Consumer prices came in far cooler than expected in June, and markets reacted fast. Treasury yields dropped sharply and bets on a July interest rate hike nearly evaporated.
The Consumer Price Index fell 0.4% from May to June, the largest single-month decline since April 2020. On an annual basis, inflation eased to 3.5%. Both figures beat expectations by a wide margin, with forecasts calling for just a 0.1% monthly decline and a 3.8% annual reading.
Falling energy prices did much of the work, as drivers saw real relief at the pump. That’s a sharp reversal from May, when a temporary spike in gas prices tied to conflict in the Middle East had pushed inflation higher.
Core inflation, which strips out volatile food and energy prices, also came in soft. Core prices were flat month-over-month and up 2.6% year-over-year, again below expectations that had priced in a 0.2% monthly gain driven by higher travel and electronics costs.
Bond traders repriced their outlook almost immediately. The two-year Treasury yield, the maturity most sensitive to near-term Fed policy, fell as much as 14 basis points to 4.14%, on pace for its biggest one-day drop since February. Rate-hike expectations for the July Fed meeting, as measured by the swaps market, collapsed from around 40% probability before the report to roughly 20% after.
Market watchers are describing the report as a broad, downside surprise. Fear of a hot print had been building heading into the release, so the miss is being read as bond-friendly and likely to help steepen the yield curve. The growing consensus is that the Fed holds steady rather than moves on rates this month.
The timing is notable. The report landed just a day before the Fed chair is set to testify before Congress for the first time in his role, with inflation expected to be a central topic. Prepared remarks released ahead of the hearing struck a hawkish tone, emphasizing zero tolerance for persistently high inflation.
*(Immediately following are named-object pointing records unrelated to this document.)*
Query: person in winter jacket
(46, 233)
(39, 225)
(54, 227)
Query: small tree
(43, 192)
It’ll be worth watching whether that tone shifts now that the data has moved in the Fed’s favor.
The CPI release also landed alongside a strong batch of bank earnings, with results pointing to a resilient underlying economy even as price pressures ease. That combination matters: a slowdown in inflation paired with weak growth would raise questions about the economy’s health, but paired with solid earnings, it reads instead as a sign that price pressures are normalizing without derailing activity.
It’s also a meaningful shift in narrative after a rough spring. May’s inflation report ran hot, largely because of an energy price spike tied to geopolitical tension, and it left markets bracing for a similarly uncomfortable June number. Instead, energy prices reversed course and gave consumers breathing room, which shows up clearly in both the headline and core figures.
For everyday spending, this kind of pullback tends to show up first at the pump and then gradually filters into other categories, though the core reading suggests broader price pressures outside food and energy are still holding fairly steady rather than reversing outright.
Put together, cooler inflation paired with solid earnings is often the combination markets like best — it eases pressure on the Fed without signaling economic weakness. With rate-hike odds falling and yields pulling back, the setup looks constructive for both bonds and rate-sensitive stocks heading into this week’s testimony and the rest of earnings season. Investors will likely be watching upcoming data closely to see whether June’s cooldown holds or proves to be a one-month blip.